Now that Heath was under sentence of death, the press were able to print any of the stories they had collected about him, whether they were true or not; a condemned man would not survive long enough to pursue a libel suit. Details of the case were embroidered or guessed at, including the particularly unpleasant detail that Heath had stuck empty cigarette packets in Doreen Marshall’s wounds (he hadn’t), the feeling being, perhaps, that Heath was such an inhuman monster that he must be capable of any depravity – as if the two murders he was responsible for were not, in themselves, horrific enough. The press hinted that Heath might have been guilty of other murders and sexual assaults. But as the trial was being prepared, Spooner had already investigated any unsolved crimes that Heath might have been responsible for. A member of the public had alerted the police to the fact that Heath might have killed Vera Page, a ten-year-old girl who had been found raped and strangled in west London, a mile away from her home.7 Spooner also investigated the death of nineteen-year-old Louisa Steele from Blackheath who had been found strangled, raped and mutilated. Both murders had taken place in 1931 when Heath would have been fifteen, but nothing was found to connect him to either murder. On 26 October 1944 Florrie Porter, a 33-year-old nurse, had been murdered near RAF Finmere, where Heath had been stationed when he was seconded to the RAF. There was some similarity between the injuries sustained by both Florrie Porter and Doreen Marshall. But Spooner, scrupulously fair as ever, ascertained that Heath cou
ld not possibly have been involved in the death of Florrie Porter as he was on operations in Belgium at the time.8
Despite rumours and assumptions in the press in Britain and South Africa, there is no evidence that Heath was involved in any other murders or assaults.9
The press also became bolder in their references to Margery Gardner’s character and lifestyle.
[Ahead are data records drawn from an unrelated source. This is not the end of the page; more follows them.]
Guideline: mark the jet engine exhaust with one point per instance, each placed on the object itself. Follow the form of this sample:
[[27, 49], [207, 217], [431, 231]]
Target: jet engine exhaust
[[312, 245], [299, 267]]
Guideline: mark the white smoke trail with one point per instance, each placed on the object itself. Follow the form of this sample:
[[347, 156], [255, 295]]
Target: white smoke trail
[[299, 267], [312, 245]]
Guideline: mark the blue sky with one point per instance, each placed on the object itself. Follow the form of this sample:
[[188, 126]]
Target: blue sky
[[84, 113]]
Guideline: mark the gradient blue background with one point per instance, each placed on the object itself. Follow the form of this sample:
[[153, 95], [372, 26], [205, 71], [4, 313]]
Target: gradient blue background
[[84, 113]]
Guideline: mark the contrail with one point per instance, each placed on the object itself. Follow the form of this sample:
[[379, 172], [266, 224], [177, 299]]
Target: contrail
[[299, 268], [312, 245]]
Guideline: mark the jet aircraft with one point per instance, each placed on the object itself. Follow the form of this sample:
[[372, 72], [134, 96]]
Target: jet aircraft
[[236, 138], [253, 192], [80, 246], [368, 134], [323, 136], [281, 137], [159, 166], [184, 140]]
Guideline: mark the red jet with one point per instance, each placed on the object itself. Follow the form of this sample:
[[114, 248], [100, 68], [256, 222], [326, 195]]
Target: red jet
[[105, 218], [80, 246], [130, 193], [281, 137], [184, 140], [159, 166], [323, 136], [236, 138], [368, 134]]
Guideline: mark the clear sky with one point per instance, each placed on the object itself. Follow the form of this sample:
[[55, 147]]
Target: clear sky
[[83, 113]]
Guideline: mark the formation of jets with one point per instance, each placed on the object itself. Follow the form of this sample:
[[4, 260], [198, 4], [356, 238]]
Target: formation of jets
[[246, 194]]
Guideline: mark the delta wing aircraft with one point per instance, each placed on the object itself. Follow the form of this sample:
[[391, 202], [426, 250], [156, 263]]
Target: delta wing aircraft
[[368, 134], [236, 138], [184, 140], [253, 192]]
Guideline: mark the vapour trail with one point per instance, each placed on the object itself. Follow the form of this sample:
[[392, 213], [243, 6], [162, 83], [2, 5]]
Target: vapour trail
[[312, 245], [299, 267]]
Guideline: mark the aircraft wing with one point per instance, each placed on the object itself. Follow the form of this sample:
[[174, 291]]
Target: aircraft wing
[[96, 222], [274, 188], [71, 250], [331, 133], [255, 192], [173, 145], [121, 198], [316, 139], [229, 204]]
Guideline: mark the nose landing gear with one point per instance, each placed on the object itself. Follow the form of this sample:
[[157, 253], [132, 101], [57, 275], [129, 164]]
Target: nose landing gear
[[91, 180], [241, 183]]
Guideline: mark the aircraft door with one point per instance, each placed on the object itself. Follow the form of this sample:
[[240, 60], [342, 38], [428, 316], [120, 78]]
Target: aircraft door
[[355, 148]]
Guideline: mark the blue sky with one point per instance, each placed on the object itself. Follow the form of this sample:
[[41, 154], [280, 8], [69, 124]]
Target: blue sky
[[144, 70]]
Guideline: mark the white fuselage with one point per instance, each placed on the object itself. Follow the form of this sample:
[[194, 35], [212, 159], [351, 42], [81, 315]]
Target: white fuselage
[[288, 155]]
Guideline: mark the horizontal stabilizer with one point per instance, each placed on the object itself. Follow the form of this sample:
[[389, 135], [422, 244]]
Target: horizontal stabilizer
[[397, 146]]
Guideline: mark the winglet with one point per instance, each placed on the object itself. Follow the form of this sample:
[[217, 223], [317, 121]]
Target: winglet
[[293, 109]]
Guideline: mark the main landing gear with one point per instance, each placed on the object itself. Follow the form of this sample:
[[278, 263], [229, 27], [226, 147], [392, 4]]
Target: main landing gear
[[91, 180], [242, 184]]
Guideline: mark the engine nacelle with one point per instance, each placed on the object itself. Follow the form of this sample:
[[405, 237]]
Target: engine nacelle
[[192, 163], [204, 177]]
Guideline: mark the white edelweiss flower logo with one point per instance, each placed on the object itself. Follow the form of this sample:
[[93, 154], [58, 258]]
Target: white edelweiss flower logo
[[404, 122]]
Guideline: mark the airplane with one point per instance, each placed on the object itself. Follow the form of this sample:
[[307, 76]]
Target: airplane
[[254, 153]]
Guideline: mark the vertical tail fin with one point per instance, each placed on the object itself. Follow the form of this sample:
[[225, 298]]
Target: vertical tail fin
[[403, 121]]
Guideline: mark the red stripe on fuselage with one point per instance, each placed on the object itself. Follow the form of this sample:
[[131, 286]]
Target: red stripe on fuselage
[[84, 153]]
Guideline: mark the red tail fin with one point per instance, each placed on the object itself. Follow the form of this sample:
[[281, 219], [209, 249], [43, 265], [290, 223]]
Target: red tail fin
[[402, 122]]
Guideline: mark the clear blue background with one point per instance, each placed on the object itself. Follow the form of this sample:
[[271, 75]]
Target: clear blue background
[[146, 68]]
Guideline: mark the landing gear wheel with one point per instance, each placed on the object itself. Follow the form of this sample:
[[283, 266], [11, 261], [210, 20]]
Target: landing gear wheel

Somehow Trevethan Frampton’s claim that Margery liked to be dominated by men reached the newspapers, which hinted at it when the trial was over. There was an increasing presumption by the press (and possibly by the police) that Margery was in some way culpable for her own death, that having known Heath’s tastes, she had put herself in danger. Throughout the reporting of the trial, both victims were discussed in Hollywood style clichés – Margery Gardner cast as the vampish femme fatale and Doreen Marshall the innocent virgin – as if women could only conform to one of two extremes. Certainly, Margery had been promiscuous but it was Frampton – a man she had only known for six months – who assumed that she was ‘masochistic’, rather than Margery herself telling him that this was the case. When Spooner questioned Margery’s friends and lovers, including her husband, they all agreed that Margery ‘possessed no such trait’.10 Peter Tilley Bailey, who had known Margery intimately in the six months preceding her death, confirmed that ‘she has never shown any abnormal tendencies to me’.11 Assuming that she had such tendencies certainly made the circumstances of her death more comprehensible (a sexual tryst gone wrong) and provided a further salacious development for the press to exploit. But was it actually true?